From the start, Mel was his mother’s darling. He was also spoiled by his three older brothers and an extended network of aunts, uncles, and neighbors in his poor but tightly knit Jewish neighborhood. “I was always in the air, hurled up and kissed and thrown in the air again,” Brooks writes. “Until I was five, I don’t remember my feet touching the ground.” (The reader wonders if all this affection may have contributed to Brook’s legendary ego, amply evident in All About Me!)
He paints a loving picture of his bustling, crowded childhood in Depression-era Brooklyn, swarmed with kids playing stickball, going to the movies, and cutting up on the corner.

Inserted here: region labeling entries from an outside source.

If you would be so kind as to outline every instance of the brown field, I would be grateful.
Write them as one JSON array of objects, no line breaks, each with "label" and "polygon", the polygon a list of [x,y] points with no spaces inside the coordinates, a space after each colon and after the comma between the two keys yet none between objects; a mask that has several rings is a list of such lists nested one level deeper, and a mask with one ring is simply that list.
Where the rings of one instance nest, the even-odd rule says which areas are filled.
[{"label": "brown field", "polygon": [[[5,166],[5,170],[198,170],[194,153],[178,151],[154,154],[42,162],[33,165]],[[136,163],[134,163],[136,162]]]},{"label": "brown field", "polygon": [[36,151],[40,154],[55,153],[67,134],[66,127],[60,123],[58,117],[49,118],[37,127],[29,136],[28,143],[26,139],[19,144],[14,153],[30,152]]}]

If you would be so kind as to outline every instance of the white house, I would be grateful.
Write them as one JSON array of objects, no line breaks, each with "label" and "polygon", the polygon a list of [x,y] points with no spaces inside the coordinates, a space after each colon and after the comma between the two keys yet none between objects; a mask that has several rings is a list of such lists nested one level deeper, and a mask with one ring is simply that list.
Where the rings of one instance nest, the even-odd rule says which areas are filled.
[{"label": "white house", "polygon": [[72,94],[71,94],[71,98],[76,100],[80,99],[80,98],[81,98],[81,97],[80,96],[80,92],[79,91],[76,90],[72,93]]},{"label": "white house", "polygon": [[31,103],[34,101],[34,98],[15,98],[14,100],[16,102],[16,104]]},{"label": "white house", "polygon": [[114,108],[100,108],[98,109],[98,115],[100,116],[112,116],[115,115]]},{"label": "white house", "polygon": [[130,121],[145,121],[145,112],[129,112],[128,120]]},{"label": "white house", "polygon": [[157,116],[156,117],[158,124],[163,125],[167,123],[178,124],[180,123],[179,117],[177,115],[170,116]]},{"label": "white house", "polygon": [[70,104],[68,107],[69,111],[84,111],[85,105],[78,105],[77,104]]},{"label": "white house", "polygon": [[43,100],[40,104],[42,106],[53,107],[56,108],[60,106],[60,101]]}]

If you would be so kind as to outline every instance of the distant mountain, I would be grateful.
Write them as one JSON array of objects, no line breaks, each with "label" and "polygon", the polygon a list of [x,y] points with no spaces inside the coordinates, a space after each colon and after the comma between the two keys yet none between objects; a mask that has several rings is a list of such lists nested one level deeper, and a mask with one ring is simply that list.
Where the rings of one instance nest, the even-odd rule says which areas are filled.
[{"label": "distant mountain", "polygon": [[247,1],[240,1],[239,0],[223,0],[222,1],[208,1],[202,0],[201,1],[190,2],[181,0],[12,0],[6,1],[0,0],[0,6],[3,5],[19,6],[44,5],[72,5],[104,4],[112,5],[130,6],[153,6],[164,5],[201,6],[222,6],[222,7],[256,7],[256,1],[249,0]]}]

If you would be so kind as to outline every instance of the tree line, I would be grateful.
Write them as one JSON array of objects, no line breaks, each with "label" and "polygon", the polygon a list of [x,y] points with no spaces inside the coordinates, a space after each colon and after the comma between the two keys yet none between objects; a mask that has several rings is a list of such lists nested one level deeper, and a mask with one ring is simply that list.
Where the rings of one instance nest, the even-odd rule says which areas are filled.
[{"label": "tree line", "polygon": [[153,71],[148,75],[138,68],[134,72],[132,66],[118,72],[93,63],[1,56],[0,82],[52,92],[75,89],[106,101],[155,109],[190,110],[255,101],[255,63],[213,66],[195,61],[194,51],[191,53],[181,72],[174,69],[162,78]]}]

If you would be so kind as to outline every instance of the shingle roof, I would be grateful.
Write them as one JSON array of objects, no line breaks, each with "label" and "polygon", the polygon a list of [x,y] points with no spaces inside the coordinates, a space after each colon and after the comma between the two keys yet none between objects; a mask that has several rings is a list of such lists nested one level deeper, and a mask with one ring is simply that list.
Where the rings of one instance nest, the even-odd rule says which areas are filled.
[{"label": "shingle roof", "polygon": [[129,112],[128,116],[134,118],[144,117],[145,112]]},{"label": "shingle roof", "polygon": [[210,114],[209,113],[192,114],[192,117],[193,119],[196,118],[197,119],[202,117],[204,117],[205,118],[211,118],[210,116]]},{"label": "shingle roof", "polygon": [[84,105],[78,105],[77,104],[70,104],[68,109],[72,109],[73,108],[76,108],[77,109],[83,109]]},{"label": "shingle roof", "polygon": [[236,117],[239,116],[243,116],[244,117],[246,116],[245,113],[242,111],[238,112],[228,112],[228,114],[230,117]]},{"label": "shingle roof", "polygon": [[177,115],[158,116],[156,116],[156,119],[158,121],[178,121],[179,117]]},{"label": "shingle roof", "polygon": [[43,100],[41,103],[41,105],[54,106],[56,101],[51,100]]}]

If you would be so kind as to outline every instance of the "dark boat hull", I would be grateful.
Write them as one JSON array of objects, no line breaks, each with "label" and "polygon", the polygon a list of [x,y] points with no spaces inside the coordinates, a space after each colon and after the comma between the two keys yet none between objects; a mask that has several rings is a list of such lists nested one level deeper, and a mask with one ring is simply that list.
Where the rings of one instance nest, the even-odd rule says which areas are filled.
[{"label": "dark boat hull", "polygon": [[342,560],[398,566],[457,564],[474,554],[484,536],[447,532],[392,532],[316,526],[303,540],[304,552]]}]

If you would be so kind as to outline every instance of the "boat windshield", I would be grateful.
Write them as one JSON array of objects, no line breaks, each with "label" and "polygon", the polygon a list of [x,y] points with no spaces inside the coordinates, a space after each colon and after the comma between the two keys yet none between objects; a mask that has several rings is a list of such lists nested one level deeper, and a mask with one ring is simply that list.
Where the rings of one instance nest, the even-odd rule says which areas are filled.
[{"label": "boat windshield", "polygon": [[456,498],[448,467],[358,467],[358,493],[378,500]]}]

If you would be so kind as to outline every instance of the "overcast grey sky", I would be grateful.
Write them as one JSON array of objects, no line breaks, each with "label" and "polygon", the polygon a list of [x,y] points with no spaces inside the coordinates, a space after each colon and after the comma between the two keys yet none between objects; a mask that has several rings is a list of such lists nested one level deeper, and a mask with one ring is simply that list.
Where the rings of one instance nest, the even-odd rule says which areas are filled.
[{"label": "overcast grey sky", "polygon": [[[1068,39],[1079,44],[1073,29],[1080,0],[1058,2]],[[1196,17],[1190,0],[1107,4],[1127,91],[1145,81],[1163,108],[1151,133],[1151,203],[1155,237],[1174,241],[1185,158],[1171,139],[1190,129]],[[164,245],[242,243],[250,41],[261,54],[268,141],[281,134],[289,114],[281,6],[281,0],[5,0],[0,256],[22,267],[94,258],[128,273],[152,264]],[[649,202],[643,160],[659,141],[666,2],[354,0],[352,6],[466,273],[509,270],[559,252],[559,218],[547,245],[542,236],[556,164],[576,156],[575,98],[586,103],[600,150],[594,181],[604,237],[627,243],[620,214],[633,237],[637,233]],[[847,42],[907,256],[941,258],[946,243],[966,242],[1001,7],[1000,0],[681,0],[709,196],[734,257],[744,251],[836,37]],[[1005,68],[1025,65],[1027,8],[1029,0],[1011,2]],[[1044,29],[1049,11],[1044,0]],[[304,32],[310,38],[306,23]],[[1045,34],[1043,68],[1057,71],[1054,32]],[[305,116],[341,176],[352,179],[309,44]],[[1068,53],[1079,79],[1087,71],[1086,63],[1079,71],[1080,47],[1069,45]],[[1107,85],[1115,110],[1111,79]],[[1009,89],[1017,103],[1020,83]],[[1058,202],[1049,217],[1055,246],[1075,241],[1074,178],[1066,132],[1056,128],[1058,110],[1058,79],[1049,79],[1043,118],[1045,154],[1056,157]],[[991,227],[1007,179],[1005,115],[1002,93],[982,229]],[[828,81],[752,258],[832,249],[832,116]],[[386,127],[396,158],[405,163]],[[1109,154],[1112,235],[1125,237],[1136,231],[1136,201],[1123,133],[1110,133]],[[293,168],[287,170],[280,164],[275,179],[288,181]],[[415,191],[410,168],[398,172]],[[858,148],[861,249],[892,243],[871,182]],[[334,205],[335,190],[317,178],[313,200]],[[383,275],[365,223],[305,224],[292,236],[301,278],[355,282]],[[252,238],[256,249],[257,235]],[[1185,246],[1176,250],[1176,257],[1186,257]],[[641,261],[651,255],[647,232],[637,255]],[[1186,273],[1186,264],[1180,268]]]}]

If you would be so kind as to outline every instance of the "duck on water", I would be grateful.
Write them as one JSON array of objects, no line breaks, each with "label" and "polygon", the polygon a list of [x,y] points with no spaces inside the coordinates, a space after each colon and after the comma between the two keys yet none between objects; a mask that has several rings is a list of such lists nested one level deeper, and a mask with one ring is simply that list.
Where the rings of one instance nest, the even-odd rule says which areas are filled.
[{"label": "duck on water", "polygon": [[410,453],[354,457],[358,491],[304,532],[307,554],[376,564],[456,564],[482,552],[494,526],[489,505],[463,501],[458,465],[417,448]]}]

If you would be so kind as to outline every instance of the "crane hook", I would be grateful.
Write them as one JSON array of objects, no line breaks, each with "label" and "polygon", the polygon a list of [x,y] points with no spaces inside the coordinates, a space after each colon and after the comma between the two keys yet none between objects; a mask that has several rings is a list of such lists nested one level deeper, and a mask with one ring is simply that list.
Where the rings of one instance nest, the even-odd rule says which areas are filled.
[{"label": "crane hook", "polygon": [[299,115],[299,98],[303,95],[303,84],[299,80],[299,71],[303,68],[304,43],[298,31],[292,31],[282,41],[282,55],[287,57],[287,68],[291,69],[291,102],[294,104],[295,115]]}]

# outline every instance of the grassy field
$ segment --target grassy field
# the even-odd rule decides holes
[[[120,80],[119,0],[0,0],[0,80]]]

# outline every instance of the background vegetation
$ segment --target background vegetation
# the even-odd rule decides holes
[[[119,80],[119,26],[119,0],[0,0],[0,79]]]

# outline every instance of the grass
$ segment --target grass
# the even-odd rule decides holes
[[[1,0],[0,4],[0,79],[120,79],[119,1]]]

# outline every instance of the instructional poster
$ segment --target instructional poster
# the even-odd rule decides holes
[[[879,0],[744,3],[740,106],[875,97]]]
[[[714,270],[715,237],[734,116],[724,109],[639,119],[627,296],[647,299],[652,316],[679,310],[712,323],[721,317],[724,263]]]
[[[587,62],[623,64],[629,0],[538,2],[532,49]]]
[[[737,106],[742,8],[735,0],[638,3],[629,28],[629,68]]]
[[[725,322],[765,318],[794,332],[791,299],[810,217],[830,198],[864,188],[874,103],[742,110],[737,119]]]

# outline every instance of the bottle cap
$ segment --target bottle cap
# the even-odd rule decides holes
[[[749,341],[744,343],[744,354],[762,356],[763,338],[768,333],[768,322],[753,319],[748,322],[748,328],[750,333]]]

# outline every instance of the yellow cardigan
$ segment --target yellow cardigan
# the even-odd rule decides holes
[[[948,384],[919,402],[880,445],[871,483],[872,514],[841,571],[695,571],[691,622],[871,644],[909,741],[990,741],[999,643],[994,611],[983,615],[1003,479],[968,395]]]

The irrepressible Brooks became the “undisputed champ at corner shtick.” As the shortest kid in class, it was a powerful weapon against bigger, tougher boys. “Comedy made me friends, big friends to protect me from bullies,” he writes. “I made them laugh, and you don’t hit the kid that makes you laugh.”
Brooks also had overwhelming ambition, which found its purpose when his uncle took him to his first Broadway show: Cole Porter’s Anything Goes. While hiding on the floor of his uncle’s cab on the way home (since he was an illegal fare), Brooks announced:
“Uncle Joe, I am not going to go to work in the Garment Center like everyone else in our neighborhood.” I knew I had bigger fish to fry. I said, “I am going into show business and nothing will stop me!” And, strangely enough, nothing did.
Borscht Belt Busboy
“I wasn’t getting kissed for just being Melvin anymore,” Brooks writes of his teenage years. “Now I had to go out and earn it. I needed to be kissed for being somebody. So, I sought the spotlight.”
A persistent pest, Brooks came under the mentorship of local comedian Don Apple. When he was 14, Apple got him a summer gig as a busboy at a Catskills resort in the legendary Borscht Belt, where countless comedians honed their chops.